Scientists aren’t sure why rapamycin suppresses the immune system in some contexts and boosts it in others. But they are starting to grasp how it might slow the aging process.

Science Translational – mTOR inhibition improves immune function in the elderly

Over time cells are degraded by several factors, including damaged DNA, misfolded proteins, and excessive inflammation. This degeneration can’t be stopped altogether, but researchers have found a surprising number of ways to slow it down in yeast cells and other living things. The common thread seems to be calorie restriction. If you cut down the food supply enough, a series of biochemical changes switch the body into a kind of lower gear so it can hunker down for survival.
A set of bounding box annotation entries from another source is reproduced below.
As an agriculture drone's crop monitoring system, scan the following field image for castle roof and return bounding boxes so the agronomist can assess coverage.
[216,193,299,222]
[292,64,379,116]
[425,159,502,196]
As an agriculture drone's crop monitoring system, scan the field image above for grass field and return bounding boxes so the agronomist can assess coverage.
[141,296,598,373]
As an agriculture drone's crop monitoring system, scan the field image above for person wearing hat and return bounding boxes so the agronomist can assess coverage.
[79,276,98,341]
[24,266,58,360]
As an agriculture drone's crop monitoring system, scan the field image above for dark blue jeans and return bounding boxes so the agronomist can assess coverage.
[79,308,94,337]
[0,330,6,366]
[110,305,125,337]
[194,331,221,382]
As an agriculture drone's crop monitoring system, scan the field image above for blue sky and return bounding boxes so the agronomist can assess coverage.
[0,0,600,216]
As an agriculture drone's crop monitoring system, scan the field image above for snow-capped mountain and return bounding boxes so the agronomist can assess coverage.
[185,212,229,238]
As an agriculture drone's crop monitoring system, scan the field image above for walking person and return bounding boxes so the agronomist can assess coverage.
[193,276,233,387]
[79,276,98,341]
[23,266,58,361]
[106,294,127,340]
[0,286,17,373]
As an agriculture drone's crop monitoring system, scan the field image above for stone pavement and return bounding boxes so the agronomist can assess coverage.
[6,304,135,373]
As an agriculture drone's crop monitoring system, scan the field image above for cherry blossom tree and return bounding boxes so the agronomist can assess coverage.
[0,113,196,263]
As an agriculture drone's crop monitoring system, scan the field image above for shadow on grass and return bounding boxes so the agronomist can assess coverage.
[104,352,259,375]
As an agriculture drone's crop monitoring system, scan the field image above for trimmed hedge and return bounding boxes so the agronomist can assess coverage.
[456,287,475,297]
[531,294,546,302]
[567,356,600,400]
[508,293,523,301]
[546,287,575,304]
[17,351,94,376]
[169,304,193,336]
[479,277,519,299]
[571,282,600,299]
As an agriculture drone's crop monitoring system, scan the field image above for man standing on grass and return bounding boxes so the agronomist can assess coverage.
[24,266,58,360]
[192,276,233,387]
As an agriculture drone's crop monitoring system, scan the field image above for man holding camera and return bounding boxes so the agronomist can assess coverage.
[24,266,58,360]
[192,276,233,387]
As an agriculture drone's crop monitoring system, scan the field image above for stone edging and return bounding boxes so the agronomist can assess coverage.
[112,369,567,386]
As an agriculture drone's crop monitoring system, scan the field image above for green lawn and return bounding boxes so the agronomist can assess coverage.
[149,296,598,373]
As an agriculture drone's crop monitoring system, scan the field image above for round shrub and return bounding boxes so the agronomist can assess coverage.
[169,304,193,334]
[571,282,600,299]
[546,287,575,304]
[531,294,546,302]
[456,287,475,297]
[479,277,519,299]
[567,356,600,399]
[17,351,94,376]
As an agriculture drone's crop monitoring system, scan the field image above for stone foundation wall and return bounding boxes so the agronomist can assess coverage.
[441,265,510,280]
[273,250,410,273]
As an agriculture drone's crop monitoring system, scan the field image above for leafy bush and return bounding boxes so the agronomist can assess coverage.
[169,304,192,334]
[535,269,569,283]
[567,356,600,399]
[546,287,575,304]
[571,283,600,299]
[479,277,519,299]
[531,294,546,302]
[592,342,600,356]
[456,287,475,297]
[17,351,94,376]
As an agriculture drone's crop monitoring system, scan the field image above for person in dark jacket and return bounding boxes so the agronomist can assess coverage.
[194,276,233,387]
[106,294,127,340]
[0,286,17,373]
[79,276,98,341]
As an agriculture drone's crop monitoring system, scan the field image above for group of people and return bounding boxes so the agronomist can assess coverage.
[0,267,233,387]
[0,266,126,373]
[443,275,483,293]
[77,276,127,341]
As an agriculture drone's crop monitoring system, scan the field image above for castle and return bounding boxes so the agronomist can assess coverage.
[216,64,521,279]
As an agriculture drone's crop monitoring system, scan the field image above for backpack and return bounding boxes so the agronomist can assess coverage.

Rapamycin and other drugs that appear to slow aging in animals work by triggering this same biochemical pathway. The idea, says Harvard Medical School researcher David Sinclair, is to trick the body into acting as if it’s running out of energy and putting more effort into long-term survival.
S. Jay Olshansky, a professor of public health at the University of Illinois, is an outspoken critic of untested products sold to the public by what he calls the “anti-aging industry.” But he says he’s optimistic about the current work on rapamycin and another drug, a diabetes treatment called metformin. He refers to the leaders of these projects as “real scientists.”

mTOR and Human Aging

Inhibition of mTOR signaling extends life span and delays the onset of aging-related diseases in all species studied to date. These findings suggest that the mTOR pathway regulates aging. However, it is unknown if mTOR inhibition has beneficial effects on aging in humans. To begin to address this question, Mannick et al. evaluated the effects of the mTOR inhibitor RAD001 on the decline in immune function that occurs during aging in humans. Their findings suggest that RAD001 improved immune function in elderly volunteers as assessed by response to influenza vaccination. It remains to be determined whether mTOR inhibition improves additional aging-related conditions in humans.